(Adnkronos) – Omicron è dominante in Italia anche nelle terapie intensive, piene soprattutto di pazienti Covid non vaccinati, per cui la variante non è un banale raffreddore. “Una serie di studi che stiamo portando avanti ci dicono che sui non vaccinati Omicron non fa differenza, non è meno pericolosa di Delta: 2/3 dei quasi 4/5 dei pazienti Covid in terapia intensiva sono Omicron, si tratta di non vaccinati e pazienti fragili. Per loro, quest’ultima variante è tutt’altro che un raffreddore”. Lo sottolinea all’Adnkronos Salute Antonino Giarratano, presidente della Siaarti, la società italiana di anestesia, analgesia, rianimazione e terapia intensiva, che sta collaborando con l’Istituto superiore di sanità per valutare l’incidenza delle varianti all’interno delle terapie intensive.  

“Essendo molto più trasmissibile, Omicron ha determinato un contagio diffusissimo anche fra bambini e adolescenti, fra cui la percentuale di casi gravi è bassissima, solo un 5% ha sintomi significativi. Ma sui non vaccinati non è così – rimarca – abbiamo una situazione sovrapponibile alle precedenti ondate. Nella nostra rete di terapie intensive, vedendo pazienti in condizioni gravi, non registriamo differenze fra Omicron e le altre varianti. I numeri sono certamente lontani da quelli delle precedenti ondate, ma se il mondo circostante ha ripreso a vivere senza problemi, come se il Covid non ci fosse più, negli ospedali e nelle terapie intensive si continua a lottare. Continuiamo a vedere la coda dell’ultimo picco di casi e a contare ancora tanti decessi, la mortalità fra i non vaccinati in terapia intensiva resta molto elevata”, aggiunge Giarratano.  

Per l’intensivista, “entro 30-40 giorni potremmo essere fuori da quest’ultima ondata, ma per vedere gli effetti sull’occupazione delle terapie intensive ci vorrà più tempo”.  

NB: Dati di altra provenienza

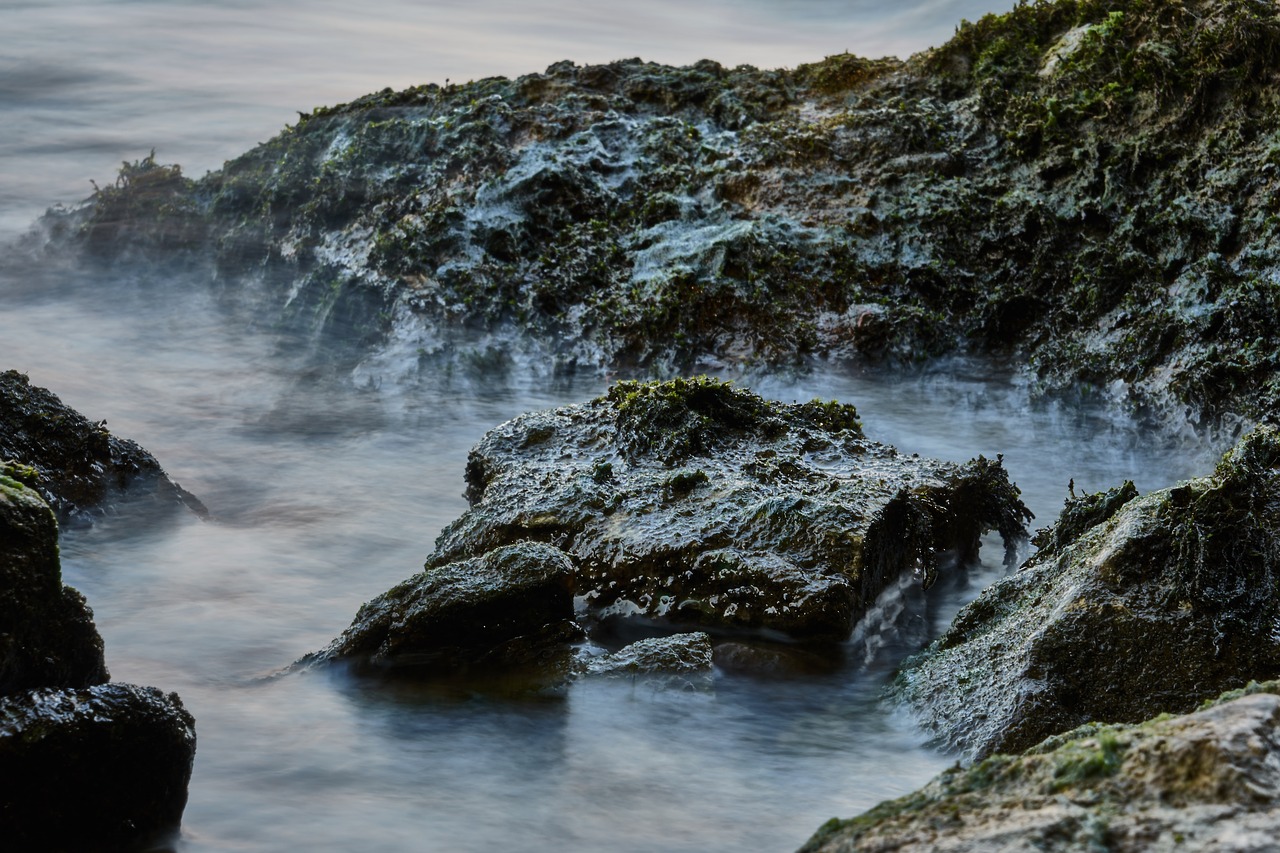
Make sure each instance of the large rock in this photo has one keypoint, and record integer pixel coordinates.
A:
(46, 630)
(1088, 182)
(508, 609)
(1203, 781)
(1134, 606)
(668, 506)
(73, 463)
(99, 769)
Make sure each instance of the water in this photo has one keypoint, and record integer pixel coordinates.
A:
(323, 498)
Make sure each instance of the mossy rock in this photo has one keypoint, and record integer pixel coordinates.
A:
(1138, 606)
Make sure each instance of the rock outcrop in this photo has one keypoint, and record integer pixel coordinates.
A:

“Siamo stati chiamati eroi, ma il no ai ristori per le famiglie dei medici morti per Covid e quello che sta succedendo con i fondi del Pnrr sono chiari segnali di una gratitudine solo a parole. Sono brutti segnali del fatto che presto non saremo più considerati”, dice con una punta di amarezza Giarratano, commentando infine la bocciatura, in Senato, del subemendamento che prevedeva i ristori per le famiglie dei medici che hanno perso la vita durante la pandemia. Il medico pone anche la questione del Pnrr in sanità. “Sta viaggiando, a seconda delle Regioni, con 20 modalità diverse di spesa per migliorare la medicina territoriale, la dotazione tecnologica, la formazione. Non c’è uniformità né controlli, ma soprattutto ci sono Regioni che stanno utilizzando i fondi del Pnrr solo su base politica, senza coinvolgere operatori sanitari e società scientifiche, ma nemmeno i tecnici. Così si rischia di bruciare questa mole di risorse mai vista e di allargare il divario fra le regioni, e di trovarsi alla prossima pandemia con un sistema sanitario non adeguato perché noi medici non abbiamo un ruolo nelle scelte del Pnrr. E saranno sempre le stesse figure professionali a pagare”.